That Didn't Take Long

In a move surprising exactly no one with an IQ above freezing, Senator Obama has announced that he's black and scary:
JACKSONVILLE, Florida (Reuters) - Democratic presidential contender Barack Obama said on Friday he expects Republicans to highlight the fact that he is black as part of an effort to make voters afraid of him.

"It is going to be very difficult for Republicans to run on their stewardship of the economy or their outstanding foreign policy," Obama told a fundraiser in Jacksonville, Florida. "We know what kind of campaign they're going to run. They're going to try to make you afraid.

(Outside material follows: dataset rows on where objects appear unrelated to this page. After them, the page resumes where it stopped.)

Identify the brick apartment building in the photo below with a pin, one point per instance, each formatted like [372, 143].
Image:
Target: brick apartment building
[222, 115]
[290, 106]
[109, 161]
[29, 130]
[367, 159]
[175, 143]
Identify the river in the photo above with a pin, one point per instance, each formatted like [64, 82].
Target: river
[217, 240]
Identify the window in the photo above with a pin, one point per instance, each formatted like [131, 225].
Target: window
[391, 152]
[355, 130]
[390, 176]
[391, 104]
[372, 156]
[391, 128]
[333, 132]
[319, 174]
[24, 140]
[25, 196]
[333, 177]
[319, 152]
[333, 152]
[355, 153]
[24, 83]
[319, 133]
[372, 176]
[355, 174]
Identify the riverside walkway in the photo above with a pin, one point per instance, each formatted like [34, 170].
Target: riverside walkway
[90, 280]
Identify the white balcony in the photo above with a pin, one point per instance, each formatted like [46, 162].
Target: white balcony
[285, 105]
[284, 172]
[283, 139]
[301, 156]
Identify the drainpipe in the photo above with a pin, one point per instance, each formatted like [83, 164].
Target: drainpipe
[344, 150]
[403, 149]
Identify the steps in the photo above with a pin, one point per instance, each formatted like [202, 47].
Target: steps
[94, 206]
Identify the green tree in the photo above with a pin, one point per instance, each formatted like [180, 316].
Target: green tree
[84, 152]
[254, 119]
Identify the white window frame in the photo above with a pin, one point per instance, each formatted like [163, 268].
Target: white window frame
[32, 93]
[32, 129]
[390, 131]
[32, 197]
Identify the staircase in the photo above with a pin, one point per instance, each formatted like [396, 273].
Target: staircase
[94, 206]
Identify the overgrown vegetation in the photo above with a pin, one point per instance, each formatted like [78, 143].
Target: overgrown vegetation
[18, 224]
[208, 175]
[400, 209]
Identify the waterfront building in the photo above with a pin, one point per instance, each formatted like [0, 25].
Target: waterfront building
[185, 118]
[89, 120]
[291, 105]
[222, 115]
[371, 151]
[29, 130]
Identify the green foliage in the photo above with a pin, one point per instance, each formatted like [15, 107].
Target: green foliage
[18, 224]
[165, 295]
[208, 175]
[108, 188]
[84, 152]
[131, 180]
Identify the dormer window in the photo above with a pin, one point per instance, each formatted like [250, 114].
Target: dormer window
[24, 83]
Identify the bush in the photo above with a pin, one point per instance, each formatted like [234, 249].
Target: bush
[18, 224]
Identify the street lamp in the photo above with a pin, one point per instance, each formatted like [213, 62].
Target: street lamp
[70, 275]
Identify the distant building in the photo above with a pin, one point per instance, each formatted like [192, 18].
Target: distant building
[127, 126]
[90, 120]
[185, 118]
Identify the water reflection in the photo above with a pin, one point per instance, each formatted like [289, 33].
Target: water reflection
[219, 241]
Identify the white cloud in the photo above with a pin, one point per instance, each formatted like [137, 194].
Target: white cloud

"They're going to try to make you afraid of me. He's young and inexperienced and he's got a funny name. And did I mention he's black?"
Cassandra observes:
For an ostensibly post-racial candidate raised by a white mother (mind you, this is the half of the parental equation which actually cared enough to stick around and make sure he was fed, clothed, and received an education) Barack Obama sure spends a lot of time talking about being black. It's almost as though he were trying to convince himself - or us - of his street creds. I don't get it.
Sure you do, babe, sure you do. This is precisely like any discussion respecting a fundamental tenet of the Unreformed Church of Secular Orthodoxy, such as AIDS or Global Warming. If they're looking for funding, then AIDS is so contagious it's about to spread to the general population via doorknobs or handshakes. But if it's time to bash some homophobic parent who questions whether it might be a good idea for their HIV positive dentist to wear gloves, then it's virtually impossible to catch. Similarly, an active hurricane season is another catastrophic consequence of man-made global warming, while a relatively calm season is merely a statistical blip.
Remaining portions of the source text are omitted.